Our typical landscapes are open. We can see down the road, or across the yard or fields quite clearly. But when we’re in the woods, we’re enclosed by the scenery. We’re on unfamiliar ground. What’s going on around us? Perhaps it’s an uneasy feeling left over from when our lives depended on seeing trouble ahead of time, and that can be hard to do in a forest.
And yet forests can be mysterious places, places of wonder, attracting us. They are another world in a sense, and our curiosity is aroused.
On summer mornings, the woods can be quite dark and imposing. But there is an overarching feeling of calm. The world is quiet.
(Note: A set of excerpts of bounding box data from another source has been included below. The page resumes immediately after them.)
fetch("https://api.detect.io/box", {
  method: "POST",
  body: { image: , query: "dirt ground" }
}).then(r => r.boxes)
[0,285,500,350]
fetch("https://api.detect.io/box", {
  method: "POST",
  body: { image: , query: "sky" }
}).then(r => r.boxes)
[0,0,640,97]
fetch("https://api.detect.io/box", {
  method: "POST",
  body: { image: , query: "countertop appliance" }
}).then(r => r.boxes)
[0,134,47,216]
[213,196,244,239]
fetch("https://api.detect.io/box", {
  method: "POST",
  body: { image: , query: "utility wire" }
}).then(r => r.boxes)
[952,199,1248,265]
After some time in this peaceful environment, one can hear natural sounds- leaves rustling slightly in the breeze, the creaking of tree limbs and trunks, the drumming of a distant woodpecker, a squirrel or chipmunk or something larger moving through the undergrowth.
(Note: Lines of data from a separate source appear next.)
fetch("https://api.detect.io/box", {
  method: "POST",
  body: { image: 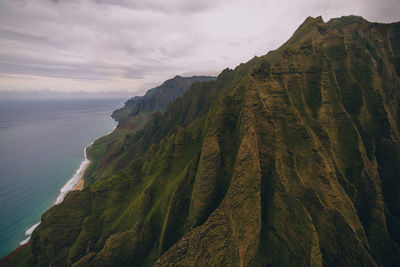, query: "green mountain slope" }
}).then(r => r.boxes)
[85,76,216,185]
[112,76,215,125]
[6,16,400,266]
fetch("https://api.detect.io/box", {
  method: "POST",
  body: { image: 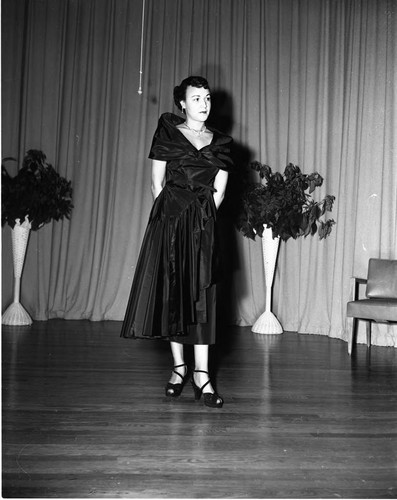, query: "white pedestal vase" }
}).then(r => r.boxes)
[2,218,33,325]
[252,226,283,334]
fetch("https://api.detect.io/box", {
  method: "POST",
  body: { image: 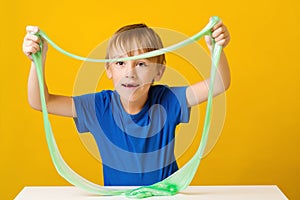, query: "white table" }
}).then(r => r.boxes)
[15,185,287,200]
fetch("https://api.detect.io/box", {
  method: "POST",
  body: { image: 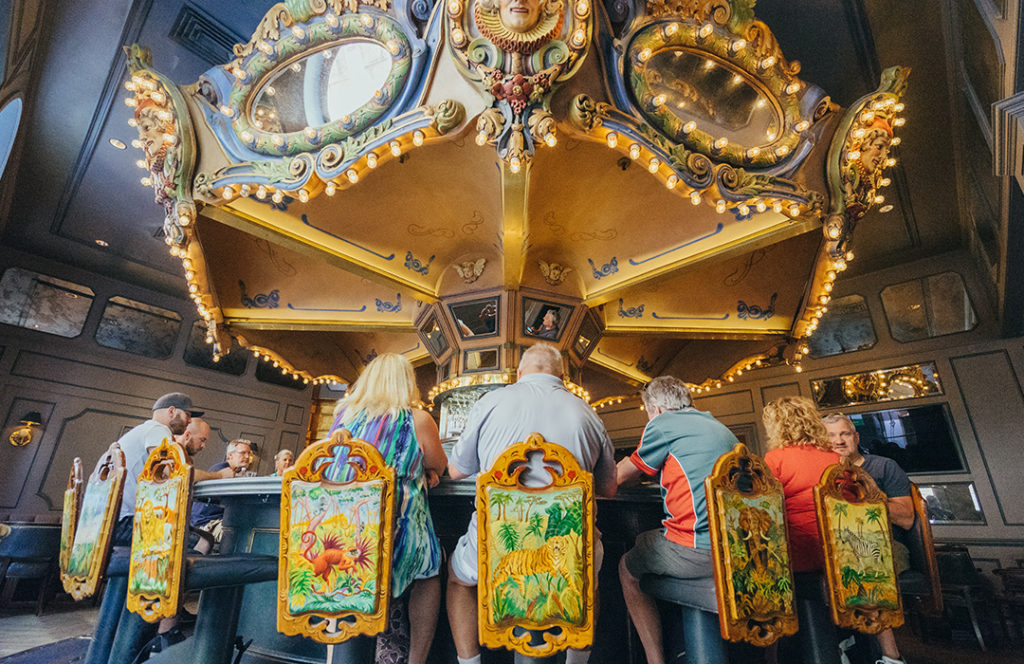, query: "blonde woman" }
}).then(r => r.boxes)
[328,352,447,664]
[762,397,840,572]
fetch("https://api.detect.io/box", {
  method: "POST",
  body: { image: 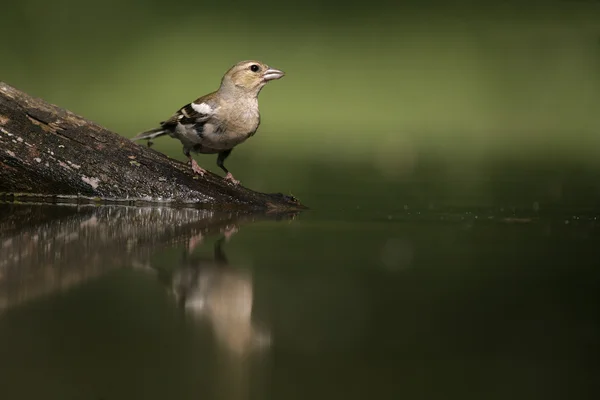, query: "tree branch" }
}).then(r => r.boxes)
[0,82,305,210]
Bird calls echo through the trees. There’s the steady bland singing of the Red-Eyed Vireo, the sliding whistle of the Wood Peewee, the musical ring of a Wood Thrush. Occasional exclamations of flycatchers ring out, modest gleaners of insects under the forest canopy.
There are occasional unexplained sounds. Was that laughing cry a loon in the distance? Or the odd calamity that sounds like it belongs in an exotic jungle. What on earth could that have been?
There are growing things all around. Unfamiliar plants with names like Wood Nettle, Lopseed, Thimbleweed, Enchanter’s Nightshade…and others things less identifiable.
The forest world is refreshing to visit. It’s a different experience!
- Approximately 30% of Ohio’s land is forest- that’s more than I realized! The southeastern part of the state is more heavily forested than other parts.
- Since 1942, Ohio’s forests have doubled in size. There’s been a loss of forest land to development, but a greater loss of farmland that’s subsequently reverted to forest has more than made up for it.
- There are 109 species of trees in Ohio.
- 96% of Ohio’s trees are deciduous (hardwood); 4% are coniferous (evergreens).
- Over half of Ohio’s woodlands is oak-hickory forest; a third of Ohio’s woodlands is of the northern hardwood variety. There are lots of mature oaks in the state, but many more maple saplings (due to various factors). In the future, maples may overtake oaks in numbers, which could change the forest ecosystem.